◎ 短歌パラダイス−歌合二十四番勝負−(小林恭二 著・岩波新書)


『もし短歌や俳句が危機に陥っているとするなら、それは創作面が危機に陥っているからではない。むしろこれを味わい、評価する機能が危機に陥っているからだ』<本文より>
 本書は、若手歌人を中心に行われた短歌の批評合戦ともいうべき、熱気あふれる「歌合」の一泊二日にわたるライブ中継記録です。

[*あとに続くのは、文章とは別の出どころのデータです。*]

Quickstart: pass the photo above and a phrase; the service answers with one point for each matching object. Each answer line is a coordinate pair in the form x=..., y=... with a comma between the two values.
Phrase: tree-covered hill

 ここで発表されている短歌がすべて名作というわけではありません。どんな作品も初めて他者の目に触れ、真剣な、しかし楽しみながらの批評の俎上にのせられます。ゲームといえども勝負形式を取っているので、意味が取りにくかったりねらいが曖昧であったりする弱点は容赦なく突っ込まれます。その経過は、時として自己満足に陥りやすい詩歌が批評を得ることで意味を深めていく過程です。また、その道のプロが作った短歌をプロが批評しても人により解釈はかなり違い、「良い鑑賞」はあっても、これ一つが正しい鑑賞だというものはないこと、そして最先端の短歌の文芸作品としての現代性が実感できます。
 文中には、参加した二十一人の歌人のプロフィールや代表作も要領よくまとめられているので、これを読んで面白かった人はぜひ気に入った人の歌集を…というのは、難しい所。やはり、一ページに二,三首しかない本物の歌集に対峙するにはそれ相当の基礎体力が要ります。
 ちょっと高いですが、この本に触発された多くのスタッフが参加し、まとめ上げられた「岩波現代短歌辞典」は引く辞典というより、入門書として、また近代から現在までのアンソロジーを兼ねた「読む辞典」としてどこからでも読め、寝る前にめくるのに最適です。
 さらに、「短パラ」参加歌人である穂村弘・東直子と編集者の沢田康彦が作ったのが「短歌はプロに訊け!」<本の雑誌社>です。詠み人は有名人からサラリーマンまでさまざま。初めて短歌を作った人たちのファクス回覧誌を歌人がプロの目で批評しまとめたもので、作品自体も楽しいものが多く取っつきやすい本です。素人の作品でも力の入った読みにより、その短歌が(たぶんそれぞれの作者の意図を越えて)拡大していくのは、まさにプロの仕事です。
 そして「短歌パラダイス」の先駆けとして、同じ著者によるこちらは「句会」の中継記録である「俳句という遊び」「俳句という愉しみ」<岩波新書>があります。この二作の成果がなかったら、この「短パラ」は生まれなかったでしょう。小林恭二は俳句一色の大学時代を過ごした人であり、プロデュースにかける意気込みはこちらの方が上かも知れません。参加者の年齢が高いせいか全体に渋い印象がありますが、句を採点する形式なので読み進めながら参加する気分も味わえます。
 かなり本を読んでいる人でも、本屋の「詩歌・短歌・俳句」の棚は素通りしてしまうものです。これらの本は、未知の領域への良いナビゲーターになると思います。